Came across an old (November 2015) Bloomberg article on Barclays’ Last Look functionality in their electronic FX trading system.
While there have been lots of complaints from retail FX traders that their orders would run into “technical difficulties” once their trades become too profitable, the article confirms that institutional traders have the same issues when trading with the investment banks.
Barclays’ Right of Order Refusal
In Barclays’ electronic FX trading system (BARX), especially for customers that connect to them through API/FIX, Barclays have implemented a “Last Look” functionality: Even though Barclays posts bid/offer prices, after receiving a customer’s order, it gets to wait a short while, see how the market moves, before deciding whether to take the order or reject the order with a Not Acknowledged (NACK) message.

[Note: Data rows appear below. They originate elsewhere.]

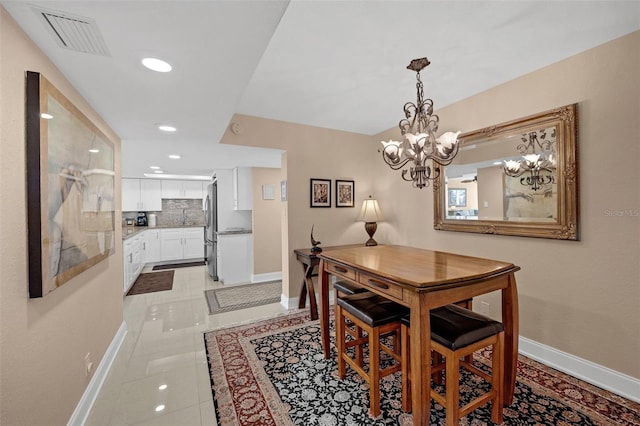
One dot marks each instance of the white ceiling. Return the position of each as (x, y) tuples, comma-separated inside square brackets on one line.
[(334, 64)]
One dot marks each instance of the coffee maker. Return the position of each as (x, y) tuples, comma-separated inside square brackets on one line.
[(142, 219)]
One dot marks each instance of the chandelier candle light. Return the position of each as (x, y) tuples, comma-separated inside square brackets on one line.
[(419, 144), (537, 157)]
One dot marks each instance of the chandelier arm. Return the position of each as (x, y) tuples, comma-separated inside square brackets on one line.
[(397, 166), (419, 144)]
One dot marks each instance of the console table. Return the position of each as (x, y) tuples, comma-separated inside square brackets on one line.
[(423, 280), (310, 261)]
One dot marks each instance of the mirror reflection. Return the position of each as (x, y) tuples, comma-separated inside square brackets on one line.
[(510, 178), (515, 178)]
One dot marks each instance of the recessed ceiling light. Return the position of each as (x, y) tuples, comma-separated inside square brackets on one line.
[(166, 128), (156, 65)]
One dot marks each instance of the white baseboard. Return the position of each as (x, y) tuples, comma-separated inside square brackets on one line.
[(80, 414), (603, 377), (269, 276)]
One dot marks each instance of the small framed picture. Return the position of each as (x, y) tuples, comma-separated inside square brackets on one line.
[(320, 192), (345, 193), (457, 197), (268, 192)]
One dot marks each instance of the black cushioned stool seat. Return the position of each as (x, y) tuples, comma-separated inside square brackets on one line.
[(456, 327), (456, 333), (372, 309), (376, 316), (346, 288)]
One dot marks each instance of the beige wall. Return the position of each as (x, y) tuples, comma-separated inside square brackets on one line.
[(43, 342), (313, 152), (579, 297), (267, 230)]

Barclays justified the Last Look functionality as a counter-measure against latency arbitrage, i.e. Barclays’ data and systems might be slower than its customers’, so it’s customers might trade against Barclays knowing ahead of Barclays that the market has moved, so Barclays needs to hold the order, wait for its systems to catch up, before deciding whether or not to accept the trade.
To Customers: Just Obfuscate and Stonewall
Of course, any trading system that allows one to peer into the future and reject unprofitable trades is just ripe for abuse. For the unlucky customers that questioned Barclays on their NACKs, Barclays Managing Director and Head of Automated Electronic FX Trading had the following advice: “If you get enquiries just obfuscate and stonewall.”
Regulator: Keep the System, Just Make It Symmetrical
The New York Department of Financial Services eventually found out and fined Barclays $150m. The interesting bit is, the regulator did not object to Barclays need for a Last Look functionality. Where it found fault was that the implementation rejected orders that are very unprofitable for Barclays, while accepting orders that are very profitable. It is fine so long as Barclays made the treatment symmetrical, i.e. orders that are very profitable should also be rejected.
And as you might expect, Barclays rolled out a “buggy” system that allowed part of its trading volume to continue having the same flaw for a year after the judgment. I suppose it helped to smoothen the financial impact.